Moonshotai/kimi-k2-instruct-0905 excessive (cache-) token usage

Hi,

i love to be able to use kimi-k2 on groq. the speed is fantastic!

I am using kimi-k2 via opencode and it works fine from functional perspective. also the speed is considerably better than direct calls to moonshot.ai.

But there is a huge problem i face. When i started to use it on groq i was surprised about the costs but haven’t had the chance to check.

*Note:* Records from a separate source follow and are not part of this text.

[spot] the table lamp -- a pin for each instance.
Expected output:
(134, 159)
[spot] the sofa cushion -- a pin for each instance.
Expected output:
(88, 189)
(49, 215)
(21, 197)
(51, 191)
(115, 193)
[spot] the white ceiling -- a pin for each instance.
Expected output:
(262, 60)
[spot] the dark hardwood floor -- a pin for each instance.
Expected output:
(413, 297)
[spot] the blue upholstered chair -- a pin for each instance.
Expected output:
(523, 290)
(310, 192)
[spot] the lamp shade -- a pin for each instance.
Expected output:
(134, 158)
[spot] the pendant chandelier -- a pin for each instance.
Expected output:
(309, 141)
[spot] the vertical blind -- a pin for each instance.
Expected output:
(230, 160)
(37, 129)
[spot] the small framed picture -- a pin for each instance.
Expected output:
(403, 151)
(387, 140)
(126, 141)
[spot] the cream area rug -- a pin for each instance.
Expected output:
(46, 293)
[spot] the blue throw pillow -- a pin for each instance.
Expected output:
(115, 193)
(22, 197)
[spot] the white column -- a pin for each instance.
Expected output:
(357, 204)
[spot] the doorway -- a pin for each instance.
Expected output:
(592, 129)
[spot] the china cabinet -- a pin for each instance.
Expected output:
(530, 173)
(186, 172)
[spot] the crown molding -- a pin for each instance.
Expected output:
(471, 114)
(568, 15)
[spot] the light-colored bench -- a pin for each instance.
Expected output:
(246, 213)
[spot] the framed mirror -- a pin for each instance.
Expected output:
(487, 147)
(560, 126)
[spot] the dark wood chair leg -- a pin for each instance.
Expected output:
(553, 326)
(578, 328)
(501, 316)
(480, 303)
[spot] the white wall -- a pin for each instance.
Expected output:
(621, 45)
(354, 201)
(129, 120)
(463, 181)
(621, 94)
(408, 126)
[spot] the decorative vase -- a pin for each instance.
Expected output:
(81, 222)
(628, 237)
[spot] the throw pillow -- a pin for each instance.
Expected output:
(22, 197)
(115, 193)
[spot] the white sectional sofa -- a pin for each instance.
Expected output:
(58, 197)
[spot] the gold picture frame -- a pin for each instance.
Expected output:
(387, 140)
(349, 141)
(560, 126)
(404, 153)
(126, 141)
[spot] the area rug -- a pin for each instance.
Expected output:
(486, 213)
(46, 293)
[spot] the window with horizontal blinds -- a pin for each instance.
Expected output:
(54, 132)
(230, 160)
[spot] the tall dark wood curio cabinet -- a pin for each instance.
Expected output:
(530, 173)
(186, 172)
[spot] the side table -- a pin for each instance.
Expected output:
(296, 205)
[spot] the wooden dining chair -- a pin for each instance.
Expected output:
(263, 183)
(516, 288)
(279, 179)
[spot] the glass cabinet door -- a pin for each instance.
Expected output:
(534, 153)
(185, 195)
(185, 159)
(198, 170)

I was assuming, that there is something wrong with the caching and didn’t give it a second look.

I recently found the “activity” tab on the usage page of groq’s dashboard and now i can see my main issue.

While doing a rather small change on my project - the cached token count exploded (non-cached tokens ~960k vs. cached tokens ~10.3Mio)

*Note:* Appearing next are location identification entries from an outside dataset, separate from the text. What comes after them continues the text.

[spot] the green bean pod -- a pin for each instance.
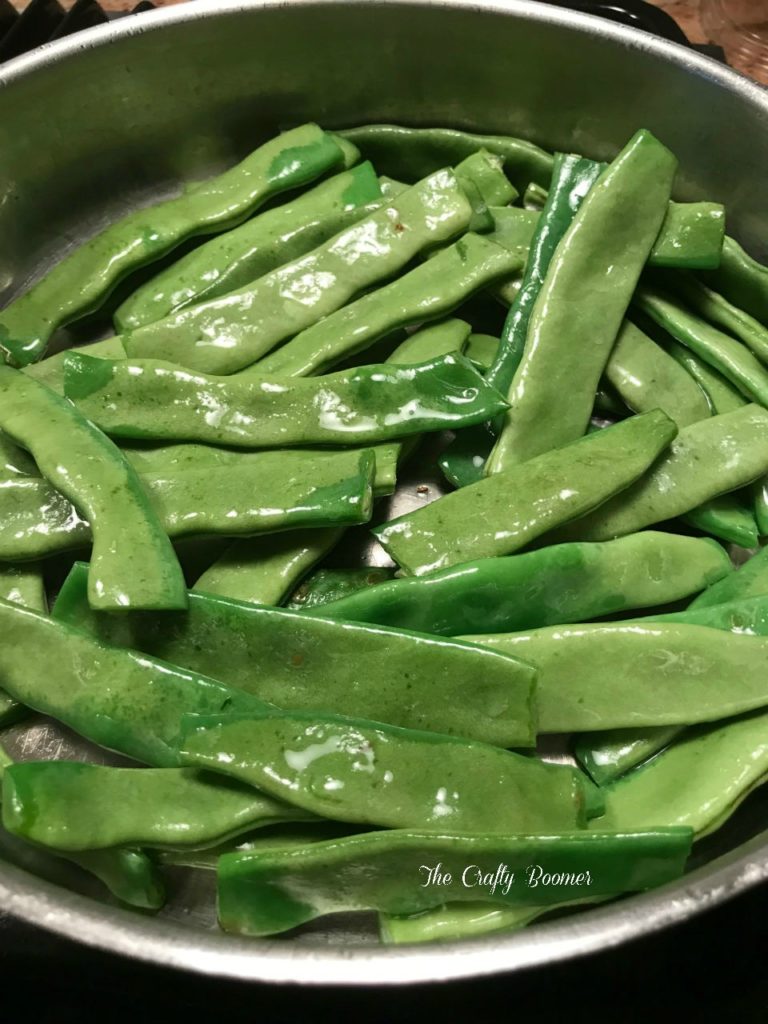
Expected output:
(707, 459)
(126, 701)
(229, 333)
(355, 770)
(82, 281)
(566, 583)
(67, 805)
(150, 399)
(413, 153)
(230, 260)
(697, 782)
(583, 301)
(275, 491)
(133, 563)
(614, 676)
(429, 291)
(503, 513)
(728, 356)
(263, 893)
(311, 664)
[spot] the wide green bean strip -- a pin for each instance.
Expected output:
(429, 291)
(614, 676)
(741, 280)
(151, 399)
(263, 569)
(504, 512)
(68, 805)
(608, 755)
(354, 770)
(728, 518)
(128, 875)
(718, 309)
(293, 660)
(133, 563)
(691, 236)
(566, 583)
(122, 699)
(230, 260)
(572, 177)
(229, 333)
(326, 587)
(20, 585)
(722, 395)
(267, 892)
(82, 281)
(279, 491)
(412, 153)
(707, 459)
(50, 371)
(727, 355)
(697, 782)
(582, 303)
(751, 580)
(647, 378)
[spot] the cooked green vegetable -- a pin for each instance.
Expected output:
(504, 512)
(354, 770)
(292, 660)
(133, 563)
(266, 892)
(229, 333)
(150, 399)
(83, 280)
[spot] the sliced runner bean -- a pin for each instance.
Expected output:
(263, 569)
(567, 583)
(157, 400)
(313, 664)
(697, 782)
(279, 491)
(412, 153)
(84, 279)
(231, 332)
(614, 676)
(354, 770)
(133, 563)
(707, 459)
(425, 293)
(68, 805)
(503, 513)
(727, 355)
(647, 378)
(127, 701)
(266, 892)
(231, 260)
(580, 308)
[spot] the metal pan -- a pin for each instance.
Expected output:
(120, 115)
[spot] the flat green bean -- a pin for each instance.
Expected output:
(503, 513)
(583, 301)
(132, 563)
(229, 333)
(314, 664)
(707, 459)
(230, 260)
(354, 770)
(82, 281)
(151, 399)
(614, 676)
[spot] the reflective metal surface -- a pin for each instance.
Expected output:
(121, 115)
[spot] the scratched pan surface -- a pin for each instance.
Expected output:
(120, 116)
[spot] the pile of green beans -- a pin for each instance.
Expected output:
(320, 731)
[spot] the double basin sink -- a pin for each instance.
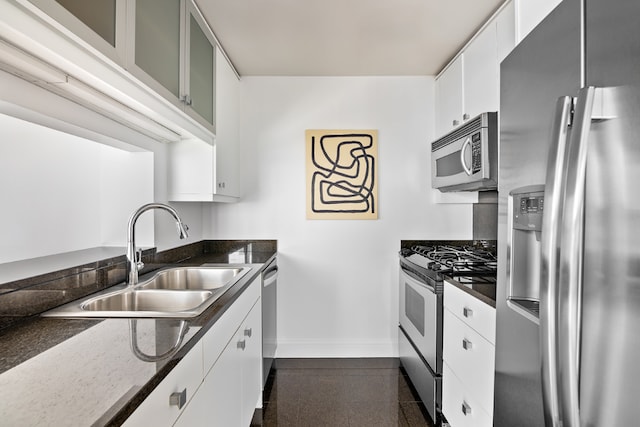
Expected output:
(174, 292)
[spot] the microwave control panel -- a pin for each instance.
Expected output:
(476, 153)
(528, 207)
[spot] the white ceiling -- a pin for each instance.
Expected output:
(344, 37)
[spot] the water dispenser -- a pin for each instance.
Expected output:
(526, 205)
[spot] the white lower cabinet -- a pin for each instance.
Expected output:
(232, 388)
(221, 373)
(469, 359)
(460, 406)
(185, 378)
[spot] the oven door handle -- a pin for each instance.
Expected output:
(416, 279)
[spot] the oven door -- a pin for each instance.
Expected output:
(421, 318)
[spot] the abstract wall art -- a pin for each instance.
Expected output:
(342, 174)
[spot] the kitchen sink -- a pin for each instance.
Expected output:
(188, 278)
(147, 301)
(175, 292)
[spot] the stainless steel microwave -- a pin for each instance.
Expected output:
(466, 159)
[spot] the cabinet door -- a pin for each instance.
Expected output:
(101, 23)
(449, 98)
(155, 45)
(461, 408)
(480, 81)
(227, 129)
(529, 13)
(156, 409)
(472, 358)
(199, 89)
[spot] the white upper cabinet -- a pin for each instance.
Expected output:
(470, 84)
(481, 74)
(173, 52)
(529, 13)
(227, 150)
(449, 97)
(506, 30)
(202, 172)
(100, 23)
(148, 64)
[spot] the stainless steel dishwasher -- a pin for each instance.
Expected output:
(269, 317)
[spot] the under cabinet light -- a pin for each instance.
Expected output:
(32, 69)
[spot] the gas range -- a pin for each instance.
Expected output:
(466, 264)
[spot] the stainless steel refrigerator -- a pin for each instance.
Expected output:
(568, 298)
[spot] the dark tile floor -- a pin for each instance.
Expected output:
(340, 393)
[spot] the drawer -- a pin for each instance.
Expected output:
(475, 313)
(458, 406)
(216, 339)
(471, 357)
(155, 410)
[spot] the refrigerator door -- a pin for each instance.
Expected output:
(544, 66)
(609, 368)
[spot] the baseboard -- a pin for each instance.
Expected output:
(327, 349)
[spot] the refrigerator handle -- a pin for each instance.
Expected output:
(551, 228)
(571, 258)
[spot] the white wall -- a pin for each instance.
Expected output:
(338, 279)
(61, 191)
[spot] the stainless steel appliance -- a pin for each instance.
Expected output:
(422, 270)
(466, 159)
(269, 317)
(570, 102)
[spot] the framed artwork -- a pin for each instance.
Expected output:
(342, 174)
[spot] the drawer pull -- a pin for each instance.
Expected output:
(466, 409)
(178, 398)
(466, 344)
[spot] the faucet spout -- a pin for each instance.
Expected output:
(134, 260)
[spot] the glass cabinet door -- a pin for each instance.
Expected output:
(157, 41)
(99, 15)
(200, 87)
(100, 23)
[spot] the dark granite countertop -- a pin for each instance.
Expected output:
(83, 372)
(485, 292)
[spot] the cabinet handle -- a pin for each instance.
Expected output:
(178, 398)
(466, 409)
(466, 344)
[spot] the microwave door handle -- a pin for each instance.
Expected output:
(552, 220)
(466, 168)
(571, 259)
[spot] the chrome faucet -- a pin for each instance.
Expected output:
(134, 257)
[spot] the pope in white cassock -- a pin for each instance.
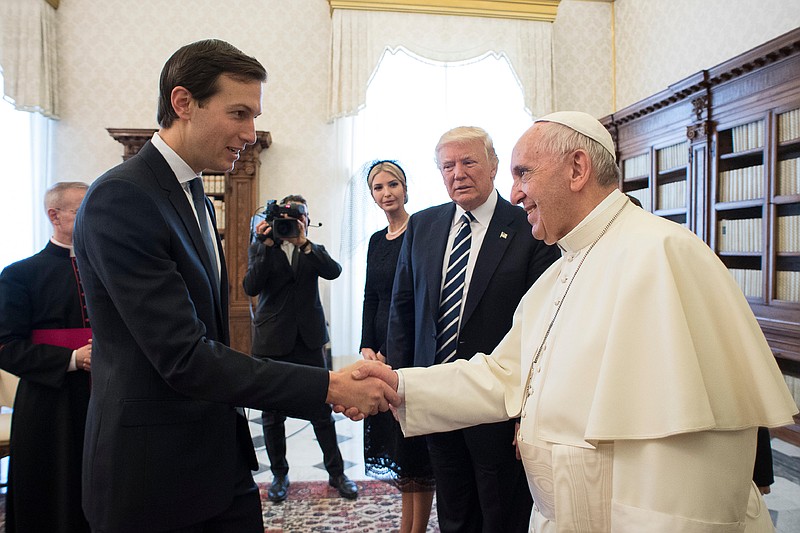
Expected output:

compared with using kimi-k2 on moonshot.ai i see a completely different token usage. Working with moonshot’s api, i use far less tokens even if i do way bigger changes.

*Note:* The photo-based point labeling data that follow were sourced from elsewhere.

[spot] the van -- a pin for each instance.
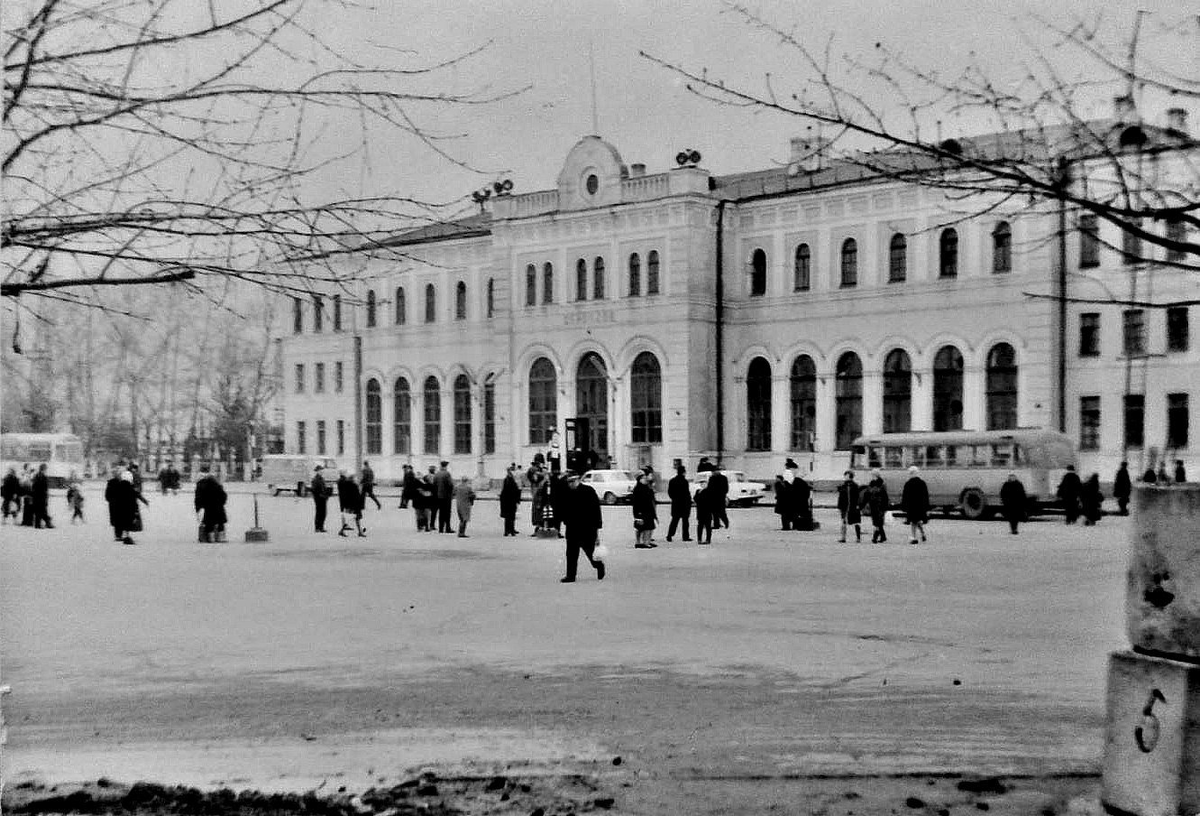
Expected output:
(293, 472)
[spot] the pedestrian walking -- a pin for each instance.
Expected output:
(784, 508)
(463, 499)
(366, 479)
(75, 499)
(915, 503)
(443, 491)
(679, 493)
(1091, 499)
(10, 495)
(349, 502)
(703, 516)
(849, 507)
(645, 511)
(875, 501)
(40, 493)
(123, 504)
(408, 487)
(1013, 502)
(510, 498)
(210, 505)
(1122, 489)
(1068, 493)
(319, 491)
(719, 487)
(583, 521)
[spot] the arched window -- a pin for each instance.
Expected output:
(1002, 249)
(948, 389)
(1001, 388)
(850, 263)
(543, 401)
(898, 259)
(759, 273)
(432, 415)
(461, 414)
(460, 301)
(849, 399)
(802, 274)
(401, 418)
(897, 391)
(652, 273)
(531, 286)
(375, 418)
(948, 253)
(759, 405)
(804, 403)
(598, 279)
(581, 280)
(646, 400)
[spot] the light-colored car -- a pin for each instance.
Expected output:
(742, 491)
(611, 486)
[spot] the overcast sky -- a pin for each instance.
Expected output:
(645, 111)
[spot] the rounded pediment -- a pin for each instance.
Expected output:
(592, 175)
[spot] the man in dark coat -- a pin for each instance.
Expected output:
(123, 504)
(581, 514)
(41, 497)
(719, 490)
(319, 491)
(915, 503)
(349, 501)
(679, 493)
(847, 507)
(209, 502)
(1122, 489)
(443, 490)
(367, 481)
(510, 497)
(784, 505)
(1068, 493)
(1012, 502)
(10, 493)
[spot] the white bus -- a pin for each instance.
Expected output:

This might be an opencode issue - but I wanted to ask if somebody had the same issue and might have a tip for me. I do use the same config/settings on opencode for moonshot.ai and groq - so my immediate thought was that the caching on groq might do something wrong tbh

Hi, I’m glad that kimi on Groq is working well for opencode!

For cached tokens: that’s a lot of cached tokens! They should not count against the rate limit, and should lower your costs and latency as well.

I’m a bit confused - are you saying you’ve seen increase in Groq costs?